- Born: 6 February 1771 Buchholz, East Prussia (Bukowiec, Poland)
- Died: 3 May 1831 (aged 60) Königsberg, East Prussia (Kaliningrad, Russia)
- Spouse: Louise Gramatzki (1782–1833)

= Gotthilf Christoph Wilhelm Busolt =

German scholar (1771–1831)

Gotthilf Christoph Wilhelm Busolt (6 February 1771 – 3 May 1831) was a German
scholar. He is known for his transcripts of Immanuel Kant's lectures at the University of Königsberg and his influence on the Prussian educational reforms.

Busolt was born in Buchholz, East Prussia (Bukowiec, Poland), the son of the local pastor Gotthilf Friedrich Busolt and Susanna née Kerstein.

He started to study at the University of Königsberg (Kaliningrad) in 1788, where he attended lectures of Christian Jakob Kraus and Immanuel Kant.
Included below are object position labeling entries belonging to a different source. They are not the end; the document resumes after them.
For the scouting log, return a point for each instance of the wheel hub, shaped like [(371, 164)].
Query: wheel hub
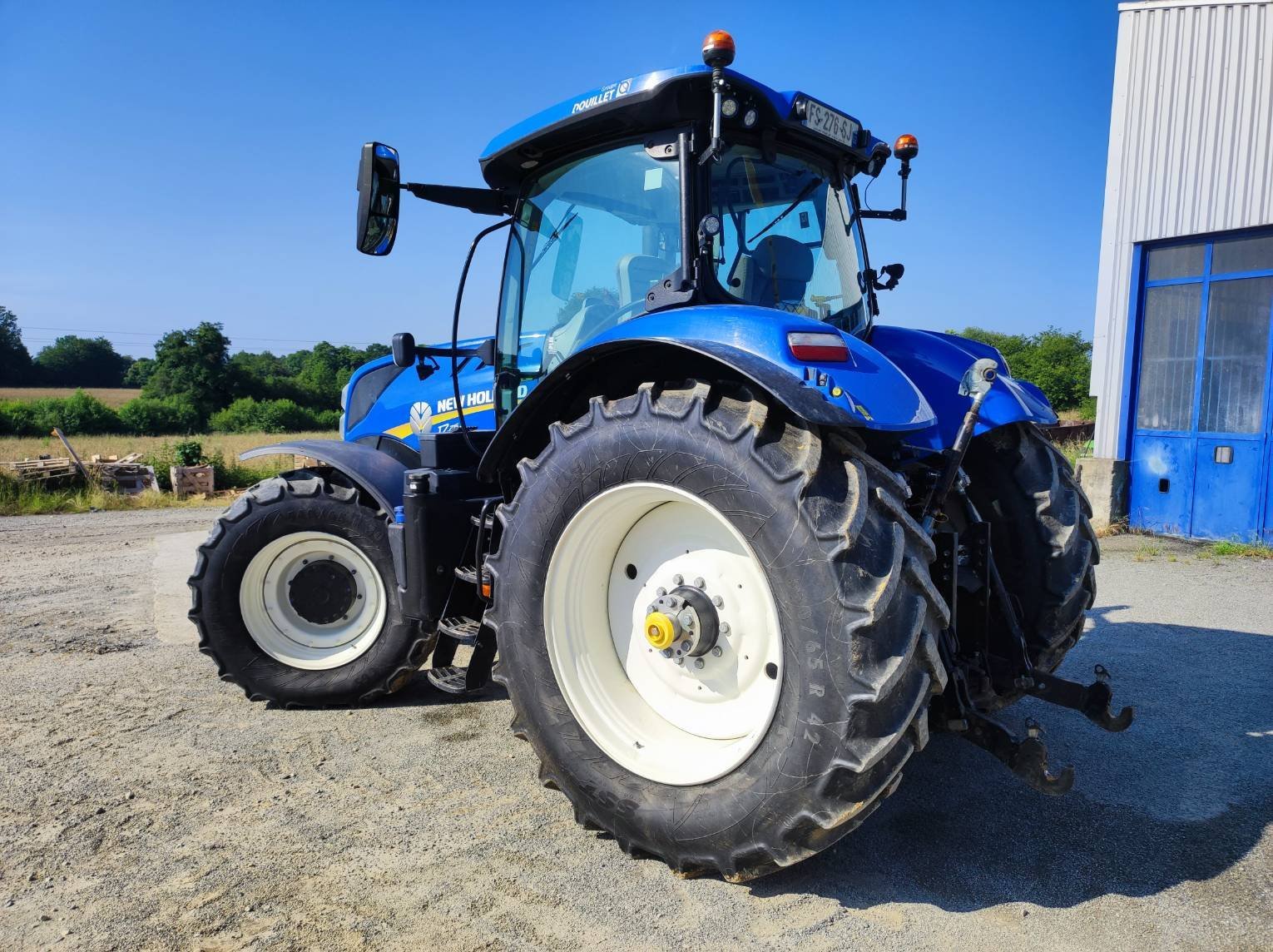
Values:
[(682, 622), (322, 592)]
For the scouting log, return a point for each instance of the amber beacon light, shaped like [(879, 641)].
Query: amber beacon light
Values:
[(718, 50)]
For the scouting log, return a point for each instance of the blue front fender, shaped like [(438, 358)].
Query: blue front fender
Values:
[(936, 362)]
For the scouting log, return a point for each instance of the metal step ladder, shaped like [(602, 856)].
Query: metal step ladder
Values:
[(461, 619)]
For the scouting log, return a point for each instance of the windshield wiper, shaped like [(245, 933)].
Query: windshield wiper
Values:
[(571, 216), (790, 209)]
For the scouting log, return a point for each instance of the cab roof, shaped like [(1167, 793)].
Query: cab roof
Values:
[(651, 102)]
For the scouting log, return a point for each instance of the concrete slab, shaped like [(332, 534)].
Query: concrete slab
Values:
[(173, 562)]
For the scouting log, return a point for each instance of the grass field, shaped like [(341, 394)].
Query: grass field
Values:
[(230, 444), (111, 396), (32, 499)]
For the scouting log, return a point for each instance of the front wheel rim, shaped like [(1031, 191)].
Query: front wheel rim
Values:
[(283, 632), (674, 723)]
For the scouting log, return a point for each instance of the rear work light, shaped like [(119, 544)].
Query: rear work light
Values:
[(818, 346)]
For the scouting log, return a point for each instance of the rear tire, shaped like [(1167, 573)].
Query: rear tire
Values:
[(1040, 533), (303, 531), (845, 568)]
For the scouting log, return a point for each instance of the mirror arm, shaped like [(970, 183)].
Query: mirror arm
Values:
[(483, 201), (898, 214)]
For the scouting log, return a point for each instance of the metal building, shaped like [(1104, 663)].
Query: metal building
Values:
[(1181, 345)]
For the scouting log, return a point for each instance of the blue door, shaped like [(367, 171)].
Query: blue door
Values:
[(1202, 444)]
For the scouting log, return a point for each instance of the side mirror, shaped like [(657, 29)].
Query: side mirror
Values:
[(377, 199), (404, 349)]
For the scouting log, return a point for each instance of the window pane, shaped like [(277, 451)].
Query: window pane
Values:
[(1181, 261), (1243, 255), (1169, 356), (1235, 362)]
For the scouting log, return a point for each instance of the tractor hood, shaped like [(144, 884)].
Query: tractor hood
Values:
[(658, 101)]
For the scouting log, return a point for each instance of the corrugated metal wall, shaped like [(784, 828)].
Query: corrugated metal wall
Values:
[(1191, 151)]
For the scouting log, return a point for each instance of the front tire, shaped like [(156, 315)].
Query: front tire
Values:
[(831, 646), (295, 596), (1040, 533)]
Busolt's transcript of Kant's lectures are known as the "Busolt logic". Busolt passed his doctorate exam in 1798.

He became a teacher at the Altstadt Gymnasium and a charity school (Tiepoltsche Armenschule) in Königsberg. He was largely influenced by the pedagogic ideas of Johann Heinrich Pestalozzi. Busolt left Königsberg in 1798 to travel through Germany and visit several schools and learn about their different pedagogic concepts. In 1800 he returned to Königsberg and became a member of the church and school commissions.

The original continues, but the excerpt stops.